Biacore uses the biophysical phenomenon of SPR to detect and characterize biomolecular interactions in a real-time, label-free, and contact-free environment. Real-time allows one to see the entire event as it occurs, not just a snapshot or endpoint, as in ELISA. Real-time measures the kinetics of interactions such as how quickly drugs recognize their protein targets or how long they occupy receptors. “Kinetics has therapeutic consequences affecting multiple aspects of drug function such as dosing and pharmacokinetics,” says Dr. Belcher. “Kinetics allows the linking of structure to function, allowing a greater understanding of biological mechanisms.”
“Contact free” means the detection system is, on principle, outside of where protein interactions take place. This enables one to work with opaque samples or complex mixtures such as crude antibody hybridoma supernatant or even blood, making it highly suitable to process development workflows. The FDA requires biosimilars to be highly similar to the innovator product, with no clinically meaningful differences in terms of safety, purity, and potency. “Contact free” enables crude protein products to be analyzed early on against the innovator molecule, allowing the identification of problems much earlier in the production process.

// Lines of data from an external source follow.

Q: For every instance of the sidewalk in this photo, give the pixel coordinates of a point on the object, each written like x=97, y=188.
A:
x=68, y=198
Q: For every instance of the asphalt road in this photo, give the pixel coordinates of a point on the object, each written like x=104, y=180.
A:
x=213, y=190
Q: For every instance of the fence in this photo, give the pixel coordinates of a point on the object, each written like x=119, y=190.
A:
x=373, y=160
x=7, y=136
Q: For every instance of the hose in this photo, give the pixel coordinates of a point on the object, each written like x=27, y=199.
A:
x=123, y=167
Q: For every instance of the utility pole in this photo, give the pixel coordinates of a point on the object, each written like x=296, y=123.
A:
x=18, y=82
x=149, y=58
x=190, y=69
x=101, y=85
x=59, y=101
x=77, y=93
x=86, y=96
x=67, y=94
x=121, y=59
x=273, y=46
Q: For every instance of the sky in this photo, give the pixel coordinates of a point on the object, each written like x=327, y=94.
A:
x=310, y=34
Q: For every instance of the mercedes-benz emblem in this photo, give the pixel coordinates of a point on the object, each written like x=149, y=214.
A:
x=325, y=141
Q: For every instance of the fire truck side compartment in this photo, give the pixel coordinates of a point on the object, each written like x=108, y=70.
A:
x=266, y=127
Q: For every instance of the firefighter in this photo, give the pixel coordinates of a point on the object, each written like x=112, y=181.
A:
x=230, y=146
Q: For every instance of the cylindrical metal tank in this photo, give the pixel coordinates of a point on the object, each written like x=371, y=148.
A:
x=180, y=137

Biacore added a comparability function to its platform in 2015, allowing direct statistical comparisons of one sample to another. The comparability software enables drug companies to assess how similar their fledging products are to the innovator partner they are hoping to compete against. “It overcomes the challenge of characterizing kinetic interactions that are not a simple 1:1,” concluded Dr. Belcher. “Our comparison tool enables that because it provides a direct statistical comparison. It doesn’t require a mathematical model, meaning it’s always applicable.”
Moving from a single column—bind, elute, and analyze your fraction—to more multicolumn applications or automated batch purifications is part of next-generation chromatography. Chromatography, based on size separation, is an essential protein purification tool. For downstream characterization processes, it’s critical “to ensure that you’re looking at what you intended to look at, and that you haven’t co-purified something affecting protein integrity,” said Jeff Habel, Ph.D., applications manager, Bio-Rad Laboratories.

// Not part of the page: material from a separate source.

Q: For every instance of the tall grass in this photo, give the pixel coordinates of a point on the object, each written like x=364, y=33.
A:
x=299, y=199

Traditional chromatography was labor intensive. Skilled, experienced people were essential because it was so difficult to learn. Previously, even a simple His-tag purification took days. To accelerate such separations, Bio-Rad developed a next-generation chromatography system that it calls NGC.
NGC is designed to automate processes and effectively reduce days to hours. The idea is to let users load samples, press a button, and walk away to do other work while the entire purification process happens by itself. According to Bio-Rad, NGC automates processes for empirically determining optimal purification conditions. For example, NGC can prepare a range of buffers. “Just specify the salts and pH you want, and the automation scouts through a range of different conditions during the run,” explained Mr. Chapman. Then, he continued, the user may overlay the different chromatograms to identify the separation’s optimal conditions. The modularity of the system enables columns and pumps to be switched out as the user goes from pilot studies, which involve purifying small amounts of protein, to scale up efforts, which require larger columns.
The NGC “open the box and start to use it” approach is meant to make chromatography accessible to more people. “Smaller research groups or for-profit labs can now do their own purification work as part of their work flow,” asserts Mr. Chapman. NGC is designed to be customizable. For example, instrument modules can be matched to customer requirements. As requirements expand, “just drop in new modules,” Mr. Chapman advised. “The software recognizes them, and the functionality is immediately there.”